Küser se eğer dudakların bana kelimelerin bana, dilim kanar o zaman lal olurum.
Küser se eğer ellerin tenime kırılır parmaklarım bin farklı yerden bir dal olurum.
Küser se eğer gözlerin gözlerime farkım olmaz karanlık odalardan kör kuyu zindanlar dan görmez gözlerim geceden zifiri olur her yer bir ihtiyar olurum.
Şimdi sanki kara bir fırtınaya tutulmuşum,
Ve suskunluğun sanki kıyametin habercisi.
Saçlarının sırtında uzanışı yeryüzünde ki en güzel şelaleyi kıskançlıktan kurumaya itebilirdi.
Ağlarsa gözlerin,
Yağmur yerden yağardı, toprak gökten düşerdi.
Suskunluğun,
Deprem kıyamet.
Güneşin varlığı ve doğuşu, sana ihanet.
Hangi mevsimdeyiz kış aylarında yazı yaşatıyorsun.
Gözlerin de bin çiçek yetiştirip dudaklarında bir bahçe yeşertiyorsun.

Zifiri yollarda sokağımı kaybetmişim sokağına çıkmak için uzaklardan gelen bu sese koşuyorum.
Susuyorum,
Sonra oturup ağlıyorum,
Dokunamadığım saçlarına,
Sarılamadığım kollarına,
Başımı koyamadığım omzuna…
Bu özlem neyin nesi,
Sahi,
Dokunmadan ve görmeden çektiğim bu özlem sevdaya dahil mi ?
Belki,
Dokunsa ellerim ellerine eriyecek tüm eklemlerim kaybolacak ellerinde.
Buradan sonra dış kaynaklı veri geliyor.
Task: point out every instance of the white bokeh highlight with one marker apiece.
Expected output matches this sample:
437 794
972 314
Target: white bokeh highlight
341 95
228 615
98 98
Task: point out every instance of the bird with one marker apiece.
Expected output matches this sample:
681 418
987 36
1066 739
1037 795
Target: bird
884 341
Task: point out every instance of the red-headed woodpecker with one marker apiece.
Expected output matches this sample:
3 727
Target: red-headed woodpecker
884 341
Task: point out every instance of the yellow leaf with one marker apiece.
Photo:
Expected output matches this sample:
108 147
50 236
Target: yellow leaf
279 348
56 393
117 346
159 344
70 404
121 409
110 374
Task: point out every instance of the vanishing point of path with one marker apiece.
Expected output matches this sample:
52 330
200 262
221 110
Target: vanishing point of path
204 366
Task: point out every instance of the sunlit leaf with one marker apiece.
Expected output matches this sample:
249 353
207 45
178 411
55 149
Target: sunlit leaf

Belki dokunsa ellerim ellerine kırılacak tüm parmaklarım
Ama bitecek yaşadığım yaslarım, Ve dinecek kanayan yaralarım.
Ağlayan gözlerin olursa eğer düşen her damlayı kendime sayarım. Geçen ve giden ve takvimden düşen her günü her saatin dakikasını saniyesini ve salisesini senin ağladığın her dakika için akrep ve yelkovanın tam göğsüne kalemimi saplarım.
Ve ağlayan gözlerinden öperdim Dudağımda bir orman filizlensin diye.
Ve yüzünü alırdım avuçlarımın arasına,
İçinde çiçekler yetişsin diye.
Bir bank kursam dudağının kenarına ‘Tam Gülüşünün yanına.
O zaman,
Koca şehir yansa umurumda olmaz o an.
Kovsa dünya beni aklından ama silinmez benim bu hatıram..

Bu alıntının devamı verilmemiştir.